Cyprus on track to join 'euro-zone' as scheduled

Cyprus' euro-zone convergence targets are on track as the government seeks to reduce public debt and improve growth to ensure the island is ready to adopt the euro in 2008, the finance minister said Friday. "This year is crucial, as Cyprus will be assessed on its readiness to join the euro-zone," Michalis Sarris told a press conference to review the state of the economy.

Cyprus has set a goal of joining the euro-zone by January 1, 2008, and implemented an austerity drive to fulfill what the government deems a national priority.

Figures released by the minister show the convergence program is progressing in the right direction.

A key area is the fiscal deficit, which, estimated this year at under 2 percent of GDP, falls below the Maastricht criteria of three percent. It was as high as 6.3 percent in 2003.

The public debt will hopefully be reigned in to around 67 percent of GDP this year but needs to be at 60 percent in 2007.

Sarris promised to keep the deficit down without having to raise taxes or cut social benefits. GDP is expected to grow by 4.2 percent from 4 percent last year.

Moreover, Cyprus enjoys almost full unemployment, low inflation and interest rates and an "impressive" reduction of the fiscal deficit, said Sarris.

"We are determined to keep focused on these interrelated indicators."

Cyprus had hoped to join the euro-zone by 2007, but a huge deficit proved an obstacle.

Cyprus joined the ERM2 exchange rate mechanism, a two-year ante-room to euro adoption, in April 2005, almost a year after it became an EU member.

The island's largest party, Akel, says it wants to delay adoption of the euro by one year to ease the burden of transition on lower income earners.

Akel is worried that the austerity drive will hurt the poorer sectors of society in the rush to balance the books.

The main coalition partner in the government of Tassos Papadopoulos is seen as the party most skeptical of the euro on the island, although it backed EU accession.

There is a growing skepticism among Cypriots about the economic benefits of EU membership, as living costs are perceived as unnecessarily high.

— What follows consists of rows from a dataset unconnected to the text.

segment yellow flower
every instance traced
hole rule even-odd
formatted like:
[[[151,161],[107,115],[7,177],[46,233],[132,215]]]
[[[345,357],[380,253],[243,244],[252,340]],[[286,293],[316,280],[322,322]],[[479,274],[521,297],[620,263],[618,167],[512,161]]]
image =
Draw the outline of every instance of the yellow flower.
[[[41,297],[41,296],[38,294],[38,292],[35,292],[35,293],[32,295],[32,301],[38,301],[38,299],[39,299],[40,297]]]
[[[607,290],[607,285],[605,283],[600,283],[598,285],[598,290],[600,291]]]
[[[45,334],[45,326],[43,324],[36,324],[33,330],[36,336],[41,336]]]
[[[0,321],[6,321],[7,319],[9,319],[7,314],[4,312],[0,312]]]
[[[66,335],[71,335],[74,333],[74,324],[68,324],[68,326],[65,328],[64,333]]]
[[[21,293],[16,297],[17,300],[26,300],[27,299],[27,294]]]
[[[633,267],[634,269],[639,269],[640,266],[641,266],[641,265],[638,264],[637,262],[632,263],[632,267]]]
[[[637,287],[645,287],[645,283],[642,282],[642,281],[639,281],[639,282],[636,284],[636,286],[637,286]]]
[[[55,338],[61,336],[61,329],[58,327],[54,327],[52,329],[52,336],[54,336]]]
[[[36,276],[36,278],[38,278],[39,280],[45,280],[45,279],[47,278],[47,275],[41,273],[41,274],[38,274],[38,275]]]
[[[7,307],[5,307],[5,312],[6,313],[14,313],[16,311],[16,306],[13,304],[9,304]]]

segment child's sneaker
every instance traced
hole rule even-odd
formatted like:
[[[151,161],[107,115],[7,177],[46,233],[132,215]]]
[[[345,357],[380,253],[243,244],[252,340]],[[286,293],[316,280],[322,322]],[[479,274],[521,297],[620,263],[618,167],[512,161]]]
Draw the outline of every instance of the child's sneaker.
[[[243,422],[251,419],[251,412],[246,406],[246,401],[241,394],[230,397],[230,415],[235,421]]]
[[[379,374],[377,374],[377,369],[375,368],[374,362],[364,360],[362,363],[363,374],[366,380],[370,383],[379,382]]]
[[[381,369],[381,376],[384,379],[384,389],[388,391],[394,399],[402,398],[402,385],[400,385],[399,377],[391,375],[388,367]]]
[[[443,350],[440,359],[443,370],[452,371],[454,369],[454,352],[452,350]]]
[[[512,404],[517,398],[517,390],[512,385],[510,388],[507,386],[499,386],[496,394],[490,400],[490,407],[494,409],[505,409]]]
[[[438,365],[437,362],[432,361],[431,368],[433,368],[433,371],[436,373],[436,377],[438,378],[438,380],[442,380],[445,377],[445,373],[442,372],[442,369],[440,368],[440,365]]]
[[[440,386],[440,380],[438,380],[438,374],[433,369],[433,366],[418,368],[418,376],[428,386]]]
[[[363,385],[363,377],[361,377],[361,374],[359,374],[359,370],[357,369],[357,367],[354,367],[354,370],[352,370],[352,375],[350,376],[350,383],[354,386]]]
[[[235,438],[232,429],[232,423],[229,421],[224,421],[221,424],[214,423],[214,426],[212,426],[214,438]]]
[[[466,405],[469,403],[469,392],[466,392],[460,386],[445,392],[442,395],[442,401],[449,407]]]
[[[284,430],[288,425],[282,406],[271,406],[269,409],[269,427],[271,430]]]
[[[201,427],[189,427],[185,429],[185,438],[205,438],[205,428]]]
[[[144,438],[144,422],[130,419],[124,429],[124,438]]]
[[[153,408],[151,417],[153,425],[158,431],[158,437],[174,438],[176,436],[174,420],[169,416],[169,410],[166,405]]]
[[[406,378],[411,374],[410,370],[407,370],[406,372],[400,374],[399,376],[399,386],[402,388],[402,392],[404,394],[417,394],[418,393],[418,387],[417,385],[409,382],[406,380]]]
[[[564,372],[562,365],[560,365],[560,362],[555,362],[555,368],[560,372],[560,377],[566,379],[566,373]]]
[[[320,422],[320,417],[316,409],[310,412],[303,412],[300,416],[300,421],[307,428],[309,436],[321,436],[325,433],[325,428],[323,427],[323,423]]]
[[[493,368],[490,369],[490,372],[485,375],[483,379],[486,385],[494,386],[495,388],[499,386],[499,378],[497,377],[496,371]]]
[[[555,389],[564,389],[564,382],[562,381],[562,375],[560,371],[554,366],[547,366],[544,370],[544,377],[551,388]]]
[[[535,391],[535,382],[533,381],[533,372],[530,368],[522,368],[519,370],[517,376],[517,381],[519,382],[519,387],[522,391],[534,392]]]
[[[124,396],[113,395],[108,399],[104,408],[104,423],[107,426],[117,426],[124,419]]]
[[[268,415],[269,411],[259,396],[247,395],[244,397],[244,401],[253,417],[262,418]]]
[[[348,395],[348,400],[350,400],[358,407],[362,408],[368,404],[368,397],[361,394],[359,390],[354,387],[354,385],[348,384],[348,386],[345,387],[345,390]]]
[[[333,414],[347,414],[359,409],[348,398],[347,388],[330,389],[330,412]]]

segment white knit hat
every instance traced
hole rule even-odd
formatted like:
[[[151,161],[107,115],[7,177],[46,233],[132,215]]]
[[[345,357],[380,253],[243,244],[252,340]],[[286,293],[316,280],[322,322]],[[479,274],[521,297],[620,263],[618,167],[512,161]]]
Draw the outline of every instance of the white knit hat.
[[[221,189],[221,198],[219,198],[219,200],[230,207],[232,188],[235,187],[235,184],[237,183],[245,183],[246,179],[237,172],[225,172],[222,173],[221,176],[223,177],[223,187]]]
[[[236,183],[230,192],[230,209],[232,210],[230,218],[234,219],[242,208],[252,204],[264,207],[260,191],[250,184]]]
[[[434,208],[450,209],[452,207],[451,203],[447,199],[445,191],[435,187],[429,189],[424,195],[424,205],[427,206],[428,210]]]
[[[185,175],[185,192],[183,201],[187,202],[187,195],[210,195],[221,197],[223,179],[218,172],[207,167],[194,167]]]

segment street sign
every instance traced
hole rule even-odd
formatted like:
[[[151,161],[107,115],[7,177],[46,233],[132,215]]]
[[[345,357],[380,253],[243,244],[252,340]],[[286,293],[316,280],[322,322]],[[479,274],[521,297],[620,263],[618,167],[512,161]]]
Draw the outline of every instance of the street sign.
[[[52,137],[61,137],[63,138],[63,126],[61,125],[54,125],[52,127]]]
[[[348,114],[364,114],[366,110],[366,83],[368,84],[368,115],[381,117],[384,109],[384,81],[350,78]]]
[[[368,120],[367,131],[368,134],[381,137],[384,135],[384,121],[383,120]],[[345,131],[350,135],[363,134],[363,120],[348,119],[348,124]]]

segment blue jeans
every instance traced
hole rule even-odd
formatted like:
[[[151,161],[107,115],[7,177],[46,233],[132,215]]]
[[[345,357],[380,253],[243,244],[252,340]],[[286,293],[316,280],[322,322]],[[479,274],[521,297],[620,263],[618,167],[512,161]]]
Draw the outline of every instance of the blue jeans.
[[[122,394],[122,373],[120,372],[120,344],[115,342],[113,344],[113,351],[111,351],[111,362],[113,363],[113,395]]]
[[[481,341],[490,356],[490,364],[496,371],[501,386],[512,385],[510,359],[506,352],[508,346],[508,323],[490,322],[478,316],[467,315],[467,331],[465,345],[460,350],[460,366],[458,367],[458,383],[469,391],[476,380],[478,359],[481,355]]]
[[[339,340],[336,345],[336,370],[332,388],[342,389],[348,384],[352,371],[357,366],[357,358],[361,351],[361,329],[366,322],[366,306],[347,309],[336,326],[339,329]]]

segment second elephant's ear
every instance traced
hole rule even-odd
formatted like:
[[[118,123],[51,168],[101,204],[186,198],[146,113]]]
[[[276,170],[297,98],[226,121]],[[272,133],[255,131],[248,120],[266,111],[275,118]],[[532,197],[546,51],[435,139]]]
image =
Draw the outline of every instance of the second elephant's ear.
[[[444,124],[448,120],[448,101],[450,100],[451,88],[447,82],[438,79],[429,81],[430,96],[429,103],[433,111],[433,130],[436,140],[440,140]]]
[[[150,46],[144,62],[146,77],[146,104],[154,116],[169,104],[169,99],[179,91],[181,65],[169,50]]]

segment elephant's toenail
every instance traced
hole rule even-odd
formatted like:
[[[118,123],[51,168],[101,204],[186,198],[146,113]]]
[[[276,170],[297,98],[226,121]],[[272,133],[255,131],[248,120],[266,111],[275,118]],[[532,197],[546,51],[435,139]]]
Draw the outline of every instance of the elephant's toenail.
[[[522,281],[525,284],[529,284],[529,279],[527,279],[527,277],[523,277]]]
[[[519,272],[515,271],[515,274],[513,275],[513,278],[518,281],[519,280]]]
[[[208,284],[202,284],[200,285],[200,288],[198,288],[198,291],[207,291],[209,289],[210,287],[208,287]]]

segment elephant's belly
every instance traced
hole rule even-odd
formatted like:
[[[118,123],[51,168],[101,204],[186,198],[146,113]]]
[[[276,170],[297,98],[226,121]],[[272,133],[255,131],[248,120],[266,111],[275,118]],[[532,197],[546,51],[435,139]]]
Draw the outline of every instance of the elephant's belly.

Sarris disagreed that living costs had spiked, saying salaries had increased at double the rate.

"Compared to Europe, Cypriots enjoy a satisfactory standard of living and can buy more for their money with spending power reaching 84 percent of the EU average."

He said he was also confident Akel could be persuaded to back the euro campaign when convinced that the impact of the euro's introduction will be minimal.